Jaeger Timo
MOLISA GmbH, Molecular Links Sachsen-Anhalt, Magdeburg, Germany.
Subcell Biochem. 2007;44:207-17. doi: 10.1007/978-1-4020-6051-9_9.
Like other actinomycetes Mycobacterium tuberculosis lacks glutathione and, consequently, the glutathione peroxidases that dominate the antioxidant defence of its mammalian hosts. The hydrogen peroxide metabolism of the pathogen has for long been recognised to depend on a heme-containing catalase/peroxidase. Clinical isolates lacking the catalase were virulent and proved to be resistant to the first line tuberculostatic isoniazid, because the enzyme is evidently required to activate this drug. The survival and virulence of such strains are attributed to the peroxiredoxin-type peroxidases alkyl hydroperoxide reductase (AhpC) and thioredoxin peroxidase (TPx). The most common AhpC reductant in bacteria, the disulfide reductase AhpF, is deleted in M. tuberculosis. Instead, AhpC can be reduced by AhpD, a CXXC-motif-containing protein, or by one of the mycobacterial thioredoxins, TrxC. TPx is reduced by thioredoxins B and C. Mycobacteria contain three more peroxiredoxins, the 1-Cys-Prx AhpE, Bcp and BcpB, whose function and reductants are still unknown.

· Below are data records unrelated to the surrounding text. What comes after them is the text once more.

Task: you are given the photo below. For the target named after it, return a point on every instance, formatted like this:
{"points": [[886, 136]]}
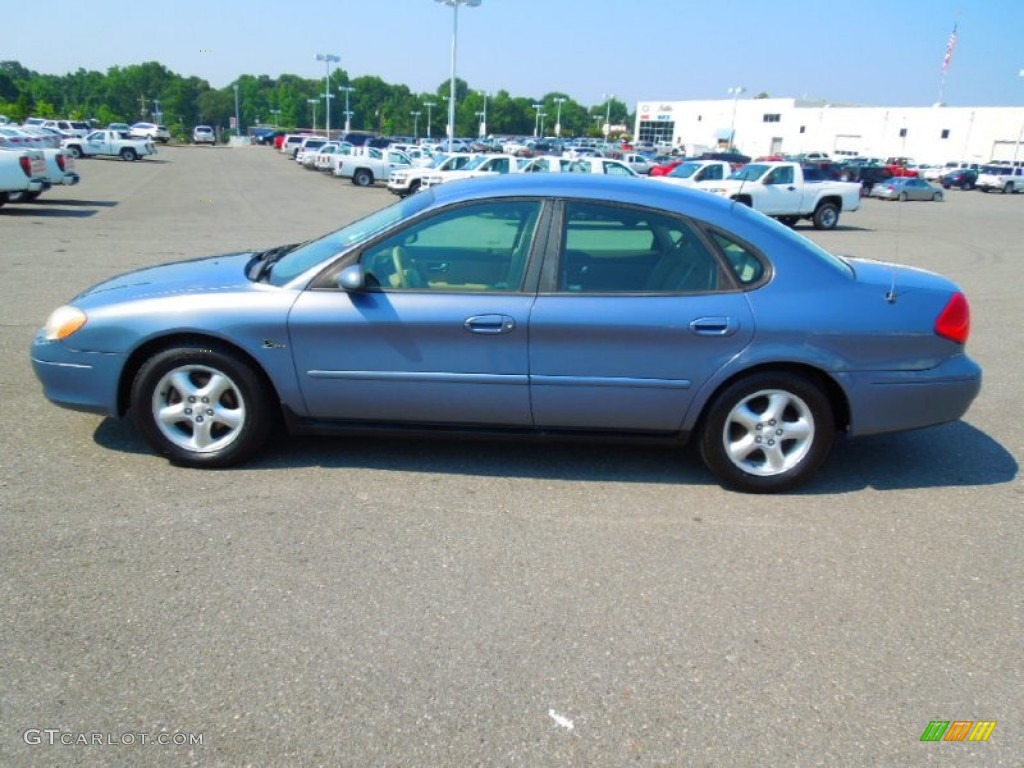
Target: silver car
{"points": [[906, 187]]}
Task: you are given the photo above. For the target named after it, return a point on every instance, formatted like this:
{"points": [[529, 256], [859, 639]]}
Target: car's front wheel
{"points": [[825, 216], [202, 407], [767, 432]]}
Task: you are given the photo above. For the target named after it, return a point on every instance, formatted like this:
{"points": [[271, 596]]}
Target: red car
{"points": [[665, 166]]}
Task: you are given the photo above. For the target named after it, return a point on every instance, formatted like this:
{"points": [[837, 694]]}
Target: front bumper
{"points": [[77, 380]]}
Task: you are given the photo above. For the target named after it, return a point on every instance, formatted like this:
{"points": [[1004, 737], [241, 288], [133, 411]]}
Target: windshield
{"points": [[314, 252], [685, 170], [751, 172]]}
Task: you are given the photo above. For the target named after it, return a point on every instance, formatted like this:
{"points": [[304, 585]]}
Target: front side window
{"points": [[611, 249], [481, 247]]}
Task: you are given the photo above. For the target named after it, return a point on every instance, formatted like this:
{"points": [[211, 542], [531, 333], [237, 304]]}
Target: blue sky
{"points": [[863, 52]]}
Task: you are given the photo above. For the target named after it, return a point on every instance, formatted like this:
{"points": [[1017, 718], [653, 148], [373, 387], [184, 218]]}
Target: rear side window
{"points": [[611, 249]]}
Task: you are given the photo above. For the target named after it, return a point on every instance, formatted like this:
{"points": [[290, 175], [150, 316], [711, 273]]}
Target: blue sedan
{"points": [[537, 304]]}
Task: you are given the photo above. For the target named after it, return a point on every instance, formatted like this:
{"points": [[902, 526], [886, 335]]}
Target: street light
{"points": [[328, 59], [558, 119], [429, 105], [313, 101], [348, 114], [455, 37], [734, 92]]}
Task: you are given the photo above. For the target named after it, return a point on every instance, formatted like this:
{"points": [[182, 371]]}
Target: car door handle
{"points": [[714, 326], [489, 324]]}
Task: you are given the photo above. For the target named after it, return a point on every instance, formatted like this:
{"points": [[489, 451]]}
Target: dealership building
{"points": [[791, 126]]}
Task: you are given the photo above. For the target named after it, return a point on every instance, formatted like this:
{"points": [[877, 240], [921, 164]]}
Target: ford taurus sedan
{"points": [[525, 304]]}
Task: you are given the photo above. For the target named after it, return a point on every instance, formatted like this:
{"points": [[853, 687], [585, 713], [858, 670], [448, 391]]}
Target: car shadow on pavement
{"points": [[953, 455], [46, 210]]}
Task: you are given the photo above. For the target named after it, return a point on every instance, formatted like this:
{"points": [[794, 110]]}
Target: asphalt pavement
{"points": [[378, 602]]}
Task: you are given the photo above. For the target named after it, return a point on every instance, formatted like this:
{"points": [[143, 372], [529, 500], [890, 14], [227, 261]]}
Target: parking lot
{"points": [[354, 602]]}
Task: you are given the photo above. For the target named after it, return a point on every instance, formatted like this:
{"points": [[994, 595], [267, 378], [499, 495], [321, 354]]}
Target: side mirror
{"points": [[352, 279]]}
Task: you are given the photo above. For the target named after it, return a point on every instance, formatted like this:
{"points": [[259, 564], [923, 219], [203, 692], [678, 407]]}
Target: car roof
{"points": [[588, 186]]}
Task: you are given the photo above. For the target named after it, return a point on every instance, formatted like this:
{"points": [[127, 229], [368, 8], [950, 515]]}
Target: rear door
{"points": [[439, 335], [639, 311]]}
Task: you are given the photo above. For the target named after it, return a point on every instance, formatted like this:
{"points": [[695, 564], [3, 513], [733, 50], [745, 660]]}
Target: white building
{"points": [[790, 126]]}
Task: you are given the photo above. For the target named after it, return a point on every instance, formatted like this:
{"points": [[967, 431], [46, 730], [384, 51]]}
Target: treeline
{"points": [[150, 91]]}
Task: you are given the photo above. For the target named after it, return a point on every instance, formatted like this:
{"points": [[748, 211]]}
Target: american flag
{"points": [[950, 44]]}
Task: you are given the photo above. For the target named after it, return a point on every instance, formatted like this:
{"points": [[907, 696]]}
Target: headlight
{"points": [[62, 323]]}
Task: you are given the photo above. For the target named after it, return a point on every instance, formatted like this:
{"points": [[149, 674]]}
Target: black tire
{"points": [[225, 429], [767, 432], [825, 216]]}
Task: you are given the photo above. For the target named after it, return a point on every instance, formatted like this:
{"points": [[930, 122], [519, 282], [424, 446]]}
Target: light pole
{"points": [[607, 115], [558, 117], [430, 105], [313, 101], [455, 37], [328, 59], [348, 113], [734, 92]]}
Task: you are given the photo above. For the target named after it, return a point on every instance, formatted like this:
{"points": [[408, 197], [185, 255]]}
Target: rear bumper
{"points": [[896, 400], [76, 380]]}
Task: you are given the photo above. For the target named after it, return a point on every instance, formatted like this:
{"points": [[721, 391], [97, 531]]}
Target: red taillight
{"points": [[953, 322]]}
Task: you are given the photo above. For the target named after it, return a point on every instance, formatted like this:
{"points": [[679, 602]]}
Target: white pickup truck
{"points": [[790, 193], [482, 165], [22, 171], [110, 143], [370, 165]]}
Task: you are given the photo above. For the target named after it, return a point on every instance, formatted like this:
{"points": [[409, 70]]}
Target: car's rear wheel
{"points": [[767, 432], [825, 216], [202, 407]]}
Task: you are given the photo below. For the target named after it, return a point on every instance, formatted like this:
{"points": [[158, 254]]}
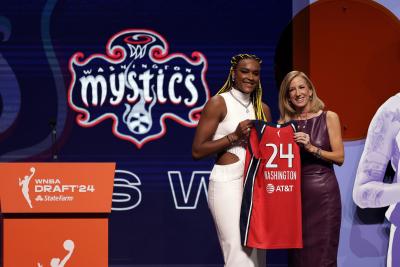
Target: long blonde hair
{"points": [[256, 95], [287, 111]]}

与其他放线菌一样,结核分枝杆菌缺乏谷胱甘肽,因此也缺乏在其哺乳动物宿主的抗氧化防御中占主导地位的谷胱甘肽过氧化物酶。长期以来,人们一直认为该病原体的过氧化氢代谢依赖于一种含血红素的过氧化氢酶/过氧化物酶。缺乏过氧化氢酶的临床分离株具有毒性,并被证明对一线抗结核药物异烟肼耐药,因为该酶显然是激活这种药物所必需的。此类菌株的存活和毒性归因于过氧化物酶体增殖物激活受体(Prx)型过氧化物酶烷基过氧化氢还原酶(AhpC)和硫氧还蛋白过氧化物酶(TPx)。细菌中最常见的AhpC还原剂——二硫键还原酶AhpF,在结核分枝杆菌中缺失。相反,AhpC可以被AhpD(一种含有CXXC基序的蛋白质)或分枝杆菌硫氧还蛋白之一TrxC还原。TPx由硫氧还蛋白B和C还原。分枝杆菌还含有另外三种过氧化物酶体增殖物激活受体,即1-Cys-Prx AhpE、Bcp和BcpB,其功能和还原剂仍然未知。